Rosemary at twenty years old. Her beauty drew attention while on a tour of Ireland with her sisters in 1938.

 

Rosemary with her Kennedy spirit in evidence, Kilcroney, Ireland, 1938.

Unidentified press photograph

 

Kathleen started spending more time with newfound friends in England, leaving to Eunice the role of next-oldest sister to Rosemary. The younger Kennedy siblings and Rosemary enjoy a tour of Italy in 1939. Left to right: Bobby, Eunice, Jean, Pat, Rosemary, and Teddy.

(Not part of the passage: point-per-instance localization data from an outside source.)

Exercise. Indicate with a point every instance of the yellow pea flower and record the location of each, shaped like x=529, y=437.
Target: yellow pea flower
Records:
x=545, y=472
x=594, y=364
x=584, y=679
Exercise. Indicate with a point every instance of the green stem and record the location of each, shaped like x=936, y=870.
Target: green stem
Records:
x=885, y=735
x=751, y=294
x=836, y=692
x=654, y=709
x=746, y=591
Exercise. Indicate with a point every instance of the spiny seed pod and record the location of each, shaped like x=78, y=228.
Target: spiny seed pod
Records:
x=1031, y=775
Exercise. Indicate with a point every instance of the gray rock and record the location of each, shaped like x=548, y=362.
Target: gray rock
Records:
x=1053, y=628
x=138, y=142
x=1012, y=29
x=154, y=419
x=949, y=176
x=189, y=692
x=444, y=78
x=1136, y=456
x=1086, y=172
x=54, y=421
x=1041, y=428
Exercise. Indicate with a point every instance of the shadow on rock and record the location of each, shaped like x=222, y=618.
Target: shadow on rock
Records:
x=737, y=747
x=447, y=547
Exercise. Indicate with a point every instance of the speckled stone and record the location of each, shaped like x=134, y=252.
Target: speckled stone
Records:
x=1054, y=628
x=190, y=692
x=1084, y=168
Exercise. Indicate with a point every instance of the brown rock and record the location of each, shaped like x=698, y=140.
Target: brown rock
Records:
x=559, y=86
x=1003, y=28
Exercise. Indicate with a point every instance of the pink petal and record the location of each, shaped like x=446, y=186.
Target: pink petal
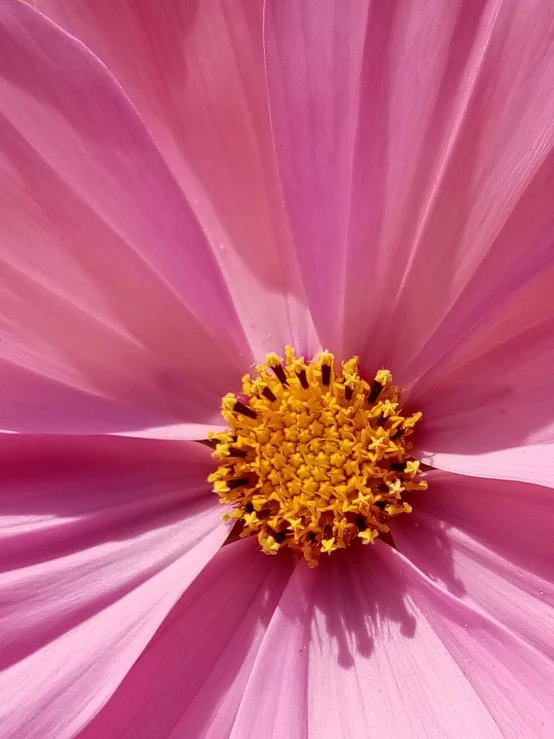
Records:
x=414, y=143
x=195, y=73
x=501, y=399
x=107, y=278
x=99, y=538
x=190, y=679
x=376, y=667
x=512, y=680
x=489, y=543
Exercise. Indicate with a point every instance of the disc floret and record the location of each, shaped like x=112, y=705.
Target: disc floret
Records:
x=314, y=458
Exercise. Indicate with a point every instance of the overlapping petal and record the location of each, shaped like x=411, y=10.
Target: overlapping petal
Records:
x=207, y=646
x=195, y=73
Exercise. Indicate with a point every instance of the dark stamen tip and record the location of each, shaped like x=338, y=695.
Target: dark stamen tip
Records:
x=280, y=374
x=267, y=393
x=234, y=452
x=374, y=392
x=211, y=443
x=281, y=536
x=398, y=466
x=303, y=379
x=238, y=483
x=244, y=410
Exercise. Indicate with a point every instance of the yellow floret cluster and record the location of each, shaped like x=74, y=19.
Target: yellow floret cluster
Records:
x=315, y=457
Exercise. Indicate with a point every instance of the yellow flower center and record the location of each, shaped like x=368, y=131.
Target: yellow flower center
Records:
x=314, y=459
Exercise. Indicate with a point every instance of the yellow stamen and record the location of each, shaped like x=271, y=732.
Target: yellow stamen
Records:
x=314, y=458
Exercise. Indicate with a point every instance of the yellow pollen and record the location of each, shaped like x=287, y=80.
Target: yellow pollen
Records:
x=314, y=459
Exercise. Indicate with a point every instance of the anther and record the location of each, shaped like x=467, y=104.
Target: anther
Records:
x=280, y=374
x=234, y=452
x=266, y=392
x=244, y=410
x=238, y=483
x=398, y=466
x=309, y=473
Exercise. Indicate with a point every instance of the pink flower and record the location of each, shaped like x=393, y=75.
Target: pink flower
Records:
x=370, y=177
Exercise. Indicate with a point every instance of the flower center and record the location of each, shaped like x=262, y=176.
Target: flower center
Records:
x=314, y=459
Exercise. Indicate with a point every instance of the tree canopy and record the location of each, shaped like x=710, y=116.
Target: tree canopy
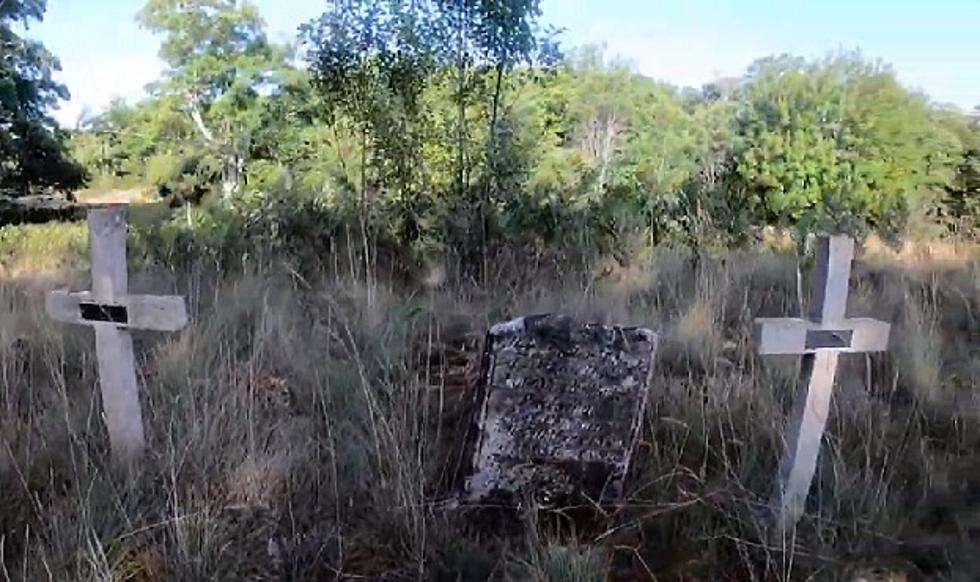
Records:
x=32, y=149
x=460, y=125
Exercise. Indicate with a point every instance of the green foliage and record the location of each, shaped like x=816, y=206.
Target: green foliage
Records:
x=454, y=125
x=32, y=148
x=837, y=145
x=222, y=72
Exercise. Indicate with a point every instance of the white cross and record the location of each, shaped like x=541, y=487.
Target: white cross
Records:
x=820, y=339
x=111, y=311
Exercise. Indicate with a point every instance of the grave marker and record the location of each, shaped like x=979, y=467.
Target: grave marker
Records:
x=820, y=340
x=112, y=311
x=560, y=408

Courtesy John F. Kennedy Presidential Library and Museum

 

Rosemary and her father at an embassy social event, 1939. Rosemary’s intellectual disabilities and unpredictable social skills required careful choreographing by the family at such events. Here Joe once again maintains a tight grip on his daughter’s arm.

©
Peter Hunter/Nederlands Fotomuseum

 

At Eunice’s debut and court presentation in 1939, a year after her own, Rosemary attracted much attention from admiring young men. Eddie Moore watches carefully as a young man asks Rosemary for a dance and she places his name on her dance card.

©
Peter Hunter/Nederlands Fotomuseum

 

In spite of looming war, the Kennedys kept Rosemary at the Assumption school, which had moved out of London to the safer English countryside. With Rose and all the other children back in the United States, Eddie and Mary Moore saw Rosemary frequently (here in 1940) while her father traveled and attended to his job as ambassador.